The debate between abstraction and implementation in CS2 is clearly one of degrees. I think that everyone would agree that students should be comfortable working with abstract data types. Being able to understand the interface to and general behavior of an abstraction is becoming an increasingly important skill in software engineering. The use of abstractions also allows for more interesting and complex applications in a CS2 course, since part of the complexity of a problem can be encapsulated into classes that are supplied to the students. At the same time, actually implementing data types can help the students to develop programming skills and better understand/appreciate the tradeoffs between alternative structures.
In the past, the balance between abstraction and implementation was largely decided for us by the languages we used. For example, Pascal did not provide strings as a standard data type. As such, a common exercise for students in Pascal was to implement strings as arrays of characters and to define useful operations on those strings. Similarly, the effective use of C strings required a relatively in-depth understanding of their implementation. This naturally led to having students implement their own string type, or at least to study the existing C implementation. With the standardization of string classes in C++ and Java, implementing your own string class makes less sense. The supplied class is far more robust and complete than any a student would define, and it has the advantage of being standardized across platforms. The question then becomes: what is lost by the students using the string abstraction provided for them as opposed to building their own implementation? In the right context, I would venture to say that nothing is lost. There is nothing inherently important or useful about the string implementation. What was important was that by designing and implementing the data type, the students achieved a better appreciation of abstraction, gained experience manipulating arrays, and better understood the significance of a linear, direct-access structure. As long as these specific skills are covered in a different application, it is perfectly reasonable and even logical to adopt the string abstraction.
With the advent of standardized libraries of data structures (STL in C++ or JFC in Java), the question of abstraction vs. implementation can be applied to classic data structures such as stacks, queues, and trees. Again, I would argue that there is nothing inherently important about the implementation of these particular data structures. It is important that students understand the behavior of these structures and appreciate their applicability to certain types of problems. However, it would seem reasonable to utilize the standardized implementations of some or even all of these data structure in CS2. It is important that students gain some low-level experience implementing and then using data types, but the choice as to which types is not so important. It is the skills and experiences obtained by the implementation that must be the focus.

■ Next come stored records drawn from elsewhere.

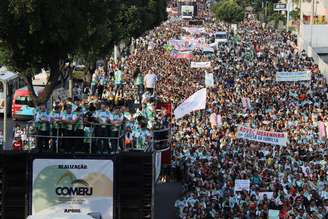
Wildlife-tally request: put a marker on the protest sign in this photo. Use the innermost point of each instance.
(293, 76)
(209, 80)
(322, 130)
(181, 55)
(246, 102)
(273, 214)
(194, 30)
(268, 194)
(200, 64)
(242, 184)
(195, 102)
(276, 138)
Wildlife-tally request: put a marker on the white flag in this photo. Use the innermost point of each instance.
(195, 102)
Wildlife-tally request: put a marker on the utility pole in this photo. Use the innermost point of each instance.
(312, 22)
(288, 10)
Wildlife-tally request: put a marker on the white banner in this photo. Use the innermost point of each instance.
(197, 101)
(293, 76)
(276, 138)
(200, 64)
(273, 214)
(242, 184)
(269, 195)
(73, 186)
(209, 80)
(194, 30)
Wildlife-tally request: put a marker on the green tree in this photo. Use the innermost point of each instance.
(229, 11)
(46, 34)
(37, 34)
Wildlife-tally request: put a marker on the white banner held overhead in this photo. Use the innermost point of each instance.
(70, 186)
(209, 80)
(200, 64)
(197, 101)
(276, 138)
(293, 76)
(242, 184)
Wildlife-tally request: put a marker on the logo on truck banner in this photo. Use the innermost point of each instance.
(71, 186)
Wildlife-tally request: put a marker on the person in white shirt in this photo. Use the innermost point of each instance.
(150, 81)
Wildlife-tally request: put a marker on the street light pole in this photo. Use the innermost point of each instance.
(312, 22)
(5, 138)
(288, 9)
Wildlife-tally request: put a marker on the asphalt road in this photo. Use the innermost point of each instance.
(10, 128)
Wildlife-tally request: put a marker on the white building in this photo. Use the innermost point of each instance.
(314, 24)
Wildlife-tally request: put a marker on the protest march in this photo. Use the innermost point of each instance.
(250, 117)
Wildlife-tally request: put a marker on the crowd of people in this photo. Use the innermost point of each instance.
(97, 123)
(206, 153)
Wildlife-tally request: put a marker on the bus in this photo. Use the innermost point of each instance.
(22, 106)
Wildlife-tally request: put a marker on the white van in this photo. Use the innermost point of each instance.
(221, 37)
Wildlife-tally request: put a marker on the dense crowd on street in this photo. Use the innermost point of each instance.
(206, 153)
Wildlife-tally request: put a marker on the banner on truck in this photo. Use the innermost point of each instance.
(293, 76)
(187, 11)
(276, 138)
(73, 186)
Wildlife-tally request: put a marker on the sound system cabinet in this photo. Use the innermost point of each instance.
(135, 192)
(133, 183)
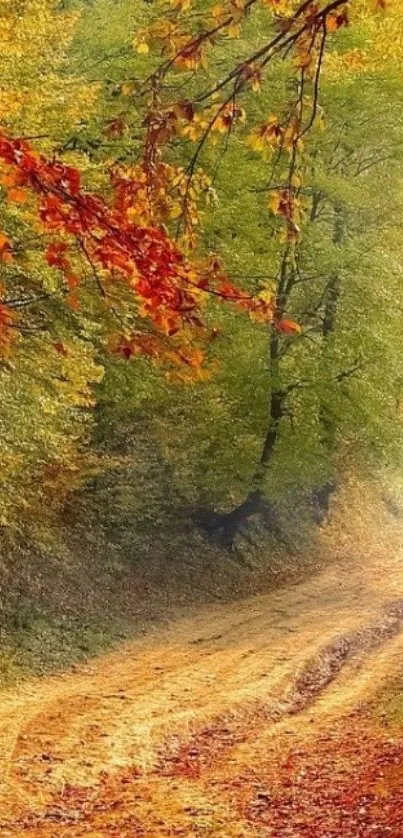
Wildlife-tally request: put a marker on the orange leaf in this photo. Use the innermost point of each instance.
(18, 195)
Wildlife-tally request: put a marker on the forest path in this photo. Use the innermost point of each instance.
(152, 740)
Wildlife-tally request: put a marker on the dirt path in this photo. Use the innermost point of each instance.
(155, 739)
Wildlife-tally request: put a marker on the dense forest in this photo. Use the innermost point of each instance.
(200, 281)
(201, 418)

What we must do as instructors is identify those skills and experiences that we believe are important in a CS2 class. We must then ensure that each of them is highlighted via one or more applications in the course. For example, I would claim that CS2 students should have experience building a dynamically linked structure and using recursion to manipulate that structure. A natural application in which to obtain that experience would be in implementing a tree class (e.g., a binary search tree). However, these same skills could be achieved via a different application (e.g., searching a graph). Similarly, I feel that students better appreciate implementation tradeoffs if they actually implement a structure in different ways and experimentally compare performance. This type of learning experience could be achieved by having the students implement a queue using different techniques (e.g., vector, linked-list, circularly linked-list) and then perform experiments. It could also be obtained in other settings, such as implementing a dictionary class using alternative structures (e.g., vector, binary search tree, trie). Again, the issue is providing the students with the appropriate experiences, not following a check list of data structures.
A common argument against utilizing predefined data structures is that it provides a disservice to students who may move on to other languages where these structures are not provided. This argument has some merit, although its force is weakening as the popularity of standardized languages such as C++ and Java grows. Ideally, this argument can be rebutted as long as the appropriate skills and experiences have been conveyed to the students. Once a skill or approach has been mastered, students should be able to apply it to numerous applications. For example, students who have previously implemented a graph as a dynamically-linked structure should be able to apply their knowledge to implementing a binary search tree. Our goal as instructors, then, is to teach an appreciation of data structures as abstractions and enough implementation skills to enable students to apply their knowledge across applications.